In spite of the devastating news, Caroline and I have had a wonderful twelve months, spending each day together, living life simply but to the full. We have received incredible love and support from family, including the Woolworths family and friends. It has given us strength to manage the tough journey and has filled our lives with positive energy and love. Looking back on my life, I have no regrets, I have had a fulfilled personal and professional life, but obviously I would clearly not have chosen this early exit.

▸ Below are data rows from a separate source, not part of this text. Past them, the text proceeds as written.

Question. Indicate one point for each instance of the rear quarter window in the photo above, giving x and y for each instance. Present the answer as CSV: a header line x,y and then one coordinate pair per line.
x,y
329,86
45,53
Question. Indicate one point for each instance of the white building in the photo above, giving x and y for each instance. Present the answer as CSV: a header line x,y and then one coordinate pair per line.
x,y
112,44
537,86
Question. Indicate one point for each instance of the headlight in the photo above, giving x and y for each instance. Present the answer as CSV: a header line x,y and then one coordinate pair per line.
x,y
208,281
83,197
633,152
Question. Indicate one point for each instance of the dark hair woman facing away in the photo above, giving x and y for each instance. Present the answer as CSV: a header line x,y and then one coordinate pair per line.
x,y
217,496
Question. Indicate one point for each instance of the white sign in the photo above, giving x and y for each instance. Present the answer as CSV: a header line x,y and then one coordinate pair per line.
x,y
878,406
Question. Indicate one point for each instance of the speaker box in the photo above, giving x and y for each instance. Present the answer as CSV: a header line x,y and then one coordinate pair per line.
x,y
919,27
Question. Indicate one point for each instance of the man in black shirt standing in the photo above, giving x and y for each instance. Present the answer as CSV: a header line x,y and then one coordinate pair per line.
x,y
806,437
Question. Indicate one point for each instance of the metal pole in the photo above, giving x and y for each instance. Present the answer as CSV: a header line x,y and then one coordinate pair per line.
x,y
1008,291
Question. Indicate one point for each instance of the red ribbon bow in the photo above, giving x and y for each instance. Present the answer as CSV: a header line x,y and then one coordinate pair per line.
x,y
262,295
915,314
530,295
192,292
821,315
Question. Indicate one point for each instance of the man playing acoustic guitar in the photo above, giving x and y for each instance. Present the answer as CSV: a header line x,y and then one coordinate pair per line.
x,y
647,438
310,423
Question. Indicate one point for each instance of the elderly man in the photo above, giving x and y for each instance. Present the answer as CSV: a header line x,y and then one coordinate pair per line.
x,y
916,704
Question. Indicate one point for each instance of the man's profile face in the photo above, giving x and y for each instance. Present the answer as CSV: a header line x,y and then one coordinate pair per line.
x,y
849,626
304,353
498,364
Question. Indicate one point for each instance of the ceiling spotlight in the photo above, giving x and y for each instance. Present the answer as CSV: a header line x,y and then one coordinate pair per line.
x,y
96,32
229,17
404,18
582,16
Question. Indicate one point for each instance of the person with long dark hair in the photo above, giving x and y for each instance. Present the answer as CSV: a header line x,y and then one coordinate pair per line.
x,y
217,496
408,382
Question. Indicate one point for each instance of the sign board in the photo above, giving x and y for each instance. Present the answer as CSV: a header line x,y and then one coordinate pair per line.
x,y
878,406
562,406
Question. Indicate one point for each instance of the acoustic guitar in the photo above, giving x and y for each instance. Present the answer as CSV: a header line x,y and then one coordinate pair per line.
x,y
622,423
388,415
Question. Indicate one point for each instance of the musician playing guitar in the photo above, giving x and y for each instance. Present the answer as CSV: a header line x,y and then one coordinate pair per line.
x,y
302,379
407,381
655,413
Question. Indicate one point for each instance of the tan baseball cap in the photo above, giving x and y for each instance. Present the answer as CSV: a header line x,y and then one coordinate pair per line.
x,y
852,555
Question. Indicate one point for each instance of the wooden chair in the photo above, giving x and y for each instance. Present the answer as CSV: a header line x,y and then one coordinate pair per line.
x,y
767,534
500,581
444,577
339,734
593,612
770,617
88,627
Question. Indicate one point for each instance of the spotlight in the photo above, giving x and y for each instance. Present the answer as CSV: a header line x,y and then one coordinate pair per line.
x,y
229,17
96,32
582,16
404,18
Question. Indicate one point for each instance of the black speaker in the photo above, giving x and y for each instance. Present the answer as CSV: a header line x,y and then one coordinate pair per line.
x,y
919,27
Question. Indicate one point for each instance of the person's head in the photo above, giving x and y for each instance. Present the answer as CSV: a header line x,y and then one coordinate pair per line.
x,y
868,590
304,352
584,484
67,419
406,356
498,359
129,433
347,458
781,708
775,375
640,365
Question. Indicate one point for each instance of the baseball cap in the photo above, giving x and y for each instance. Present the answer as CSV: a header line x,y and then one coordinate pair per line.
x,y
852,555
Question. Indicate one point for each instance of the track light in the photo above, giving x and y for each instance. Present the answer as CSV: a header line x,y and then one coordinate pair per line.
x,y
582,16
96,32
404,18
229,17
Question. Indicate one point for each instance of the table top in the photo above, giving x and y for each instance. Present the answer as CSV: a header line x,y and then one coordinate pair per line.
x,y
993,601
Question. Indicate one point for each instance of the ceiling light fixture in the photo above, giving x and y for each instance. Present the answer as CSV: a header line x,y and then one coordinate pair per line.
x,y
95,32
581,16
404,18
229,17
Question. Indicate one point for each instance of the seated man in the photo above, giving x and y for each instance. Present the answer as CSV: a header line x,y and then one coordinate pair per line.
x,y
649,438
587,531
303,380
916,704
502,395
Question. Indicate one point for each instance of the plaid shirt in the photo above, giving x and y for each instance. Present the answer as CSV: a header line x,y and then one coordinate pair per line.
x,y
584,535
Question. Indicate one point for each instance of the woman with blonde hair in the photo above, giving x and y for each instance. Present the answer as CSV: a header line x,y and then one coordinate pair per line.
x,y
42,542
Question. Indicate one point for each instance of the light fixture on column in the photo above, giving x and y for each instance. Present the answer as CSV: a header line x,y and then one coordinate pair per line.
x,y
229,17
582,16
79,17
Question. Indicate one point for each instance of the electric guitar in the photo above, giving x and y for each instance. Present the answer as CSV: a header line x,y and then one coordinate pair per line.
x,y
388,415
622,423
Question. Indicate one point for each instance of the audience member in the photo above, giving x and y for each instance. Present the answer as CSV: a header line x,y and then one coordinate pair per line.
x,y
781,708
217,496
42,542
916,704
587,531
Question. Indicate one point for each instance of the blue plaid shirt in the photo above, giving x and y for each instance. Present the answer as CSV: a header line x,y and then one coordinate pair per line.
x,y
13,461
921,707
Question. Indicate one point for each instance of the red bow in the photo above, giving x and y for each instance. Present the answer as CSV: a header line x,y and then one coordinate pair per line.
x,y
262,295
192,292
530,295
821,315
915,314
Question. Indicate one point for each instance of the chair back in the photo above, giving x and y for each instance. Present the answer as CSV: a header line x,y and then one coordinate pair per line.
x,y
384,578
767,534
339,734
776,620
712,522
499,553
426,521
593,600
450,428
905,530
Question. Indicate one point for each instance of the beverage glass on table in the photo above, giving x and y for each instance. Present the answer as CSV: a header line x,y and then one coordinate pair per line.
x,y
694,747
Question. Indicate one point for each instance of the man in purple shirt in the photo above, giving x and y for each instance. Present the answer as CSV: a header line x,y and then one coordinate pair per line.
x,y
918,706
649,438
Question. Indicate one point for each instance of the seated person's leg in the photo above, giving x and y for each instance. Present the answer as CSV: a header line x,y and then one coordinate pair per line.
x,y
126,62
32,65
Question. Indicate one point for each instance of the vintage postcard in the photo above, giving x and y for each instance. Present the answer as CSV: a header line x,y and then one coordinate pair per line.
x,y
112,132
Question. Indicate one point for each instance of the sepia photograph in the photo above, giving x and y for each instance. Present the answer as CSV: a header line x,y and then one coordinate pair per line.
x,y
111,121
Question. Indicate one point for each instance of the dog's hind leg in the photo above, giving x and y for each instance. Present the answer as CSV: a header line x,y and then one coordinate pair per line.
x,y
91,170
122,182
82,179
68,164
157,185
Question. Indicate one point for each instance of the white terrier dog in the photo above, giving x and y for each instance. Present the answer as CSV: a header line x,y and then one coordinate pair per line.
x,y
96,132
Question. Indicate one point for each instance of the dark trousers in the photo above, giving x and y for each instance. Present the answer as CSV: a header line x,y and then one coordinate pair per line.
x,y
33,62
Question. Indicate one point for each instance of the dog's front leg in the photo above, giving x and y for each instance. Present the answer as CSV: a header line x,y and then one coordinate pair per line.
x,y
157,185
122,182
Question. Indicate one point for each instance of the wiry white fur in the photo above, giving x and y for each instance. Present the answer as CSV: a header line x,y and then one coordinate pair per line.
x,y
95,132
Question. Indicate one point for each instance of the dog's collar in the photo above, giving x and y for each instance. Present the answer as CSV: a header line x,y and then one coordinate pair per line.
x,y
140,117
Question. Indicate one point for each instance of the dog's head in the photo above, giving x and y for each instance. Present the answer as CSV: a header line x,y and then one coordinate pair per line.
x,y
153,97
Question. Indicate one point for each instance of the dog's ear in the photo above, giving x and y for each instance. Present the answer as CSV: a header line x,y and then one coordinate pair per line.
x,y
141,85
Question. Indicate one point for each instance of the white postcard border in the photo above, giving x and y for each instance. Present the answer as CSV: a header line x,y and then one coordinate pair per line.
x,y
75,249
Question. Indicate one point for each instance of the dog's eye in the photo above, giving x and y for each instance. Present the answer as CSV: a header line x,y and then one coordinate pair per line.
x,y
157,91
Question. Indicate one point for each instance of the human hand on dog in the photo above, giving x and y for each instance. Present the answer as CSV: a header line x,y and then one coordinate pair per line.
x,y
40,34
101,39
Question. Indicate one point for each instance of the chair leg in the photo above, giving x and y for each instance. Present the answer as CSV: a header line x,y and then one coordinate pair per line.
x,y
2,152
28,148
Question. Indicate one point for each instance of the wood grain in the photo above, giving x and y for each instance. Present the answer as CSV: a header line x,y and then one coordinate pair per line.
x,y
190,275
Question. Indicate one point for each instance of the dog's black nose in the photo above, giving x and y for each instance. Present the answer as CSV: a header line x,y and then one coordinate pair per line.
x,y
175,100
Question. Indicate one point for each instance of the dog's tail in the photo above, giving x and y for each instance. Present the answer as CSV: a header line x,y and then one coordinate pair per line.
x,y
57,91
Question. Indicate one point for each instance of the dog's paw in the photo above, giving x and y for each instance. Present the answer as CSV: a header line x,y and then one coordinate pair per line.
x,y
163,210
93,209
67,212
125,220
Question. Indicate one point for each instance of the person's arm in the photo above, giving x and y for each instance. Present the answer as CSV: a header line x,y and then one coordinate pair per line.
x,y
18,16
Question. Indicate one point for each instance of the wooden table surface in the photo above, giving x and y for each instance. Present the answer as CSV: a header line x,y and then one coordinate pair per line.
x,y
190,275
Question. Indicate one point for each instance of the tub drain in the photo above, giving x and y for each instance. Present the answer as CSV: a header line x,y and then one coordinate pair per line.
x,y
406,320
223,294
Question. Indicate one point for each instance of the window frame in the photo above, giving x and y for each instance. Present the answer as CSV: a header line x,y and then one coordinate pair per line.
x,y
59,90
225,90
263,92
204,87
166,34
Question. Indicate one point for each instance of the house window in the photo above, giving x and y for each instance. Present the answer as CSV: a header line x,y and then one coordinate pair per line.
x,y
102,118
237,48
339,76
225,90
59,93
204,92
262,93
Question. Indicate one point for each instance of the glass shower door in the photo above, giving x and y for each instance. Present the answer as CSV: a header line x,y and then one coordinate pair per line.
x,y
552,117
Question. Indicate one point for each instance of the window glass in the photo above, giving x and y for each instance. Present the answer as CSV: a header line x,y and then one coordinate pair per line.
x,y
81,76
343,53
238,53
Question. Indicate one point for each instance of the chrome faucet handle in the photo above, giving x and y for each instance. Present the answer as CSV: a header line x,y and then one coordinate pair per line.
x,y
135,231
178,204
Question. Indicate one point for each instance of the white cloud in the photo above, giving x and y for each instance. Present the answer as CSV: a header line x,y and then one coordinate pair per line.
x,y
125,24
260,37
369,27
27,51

As I have mentioned previously the prognosis is bleak. Currently there are no tools for early diagnosis and the disease is fast and lethal, it is in fact the most lethal of all adult cancers. The only way this will change is by a bigger investment into research and trials. Unfortunately Pancreatic Cancer is the poor cousin of other cancers with relatively little money invested to improve treatment. This means that oncologists are faced with making difficult assumptions when treating Pancreatic Cancer, relying on research for other cancers and hoping the findings will apply to Pancreatic Cancer. In my case, only my first treatment was specifically designed for pancreatic cancer and the two treatments since then relate to other cancers. Luckily these treatments have worked.
We have set up a fund 'Avner Nahmani Pancreatic Cancer Research Fund' with the GI Cancer Institute with the aim of raising funds specifically for Pancreatic Cancer research and trials. Whilst very large amounts of money are required for big research projects, effective trials can be conducted for relatively small amounts. Every dollar can make a difference!
I would greatly appreciate if you could support this cause.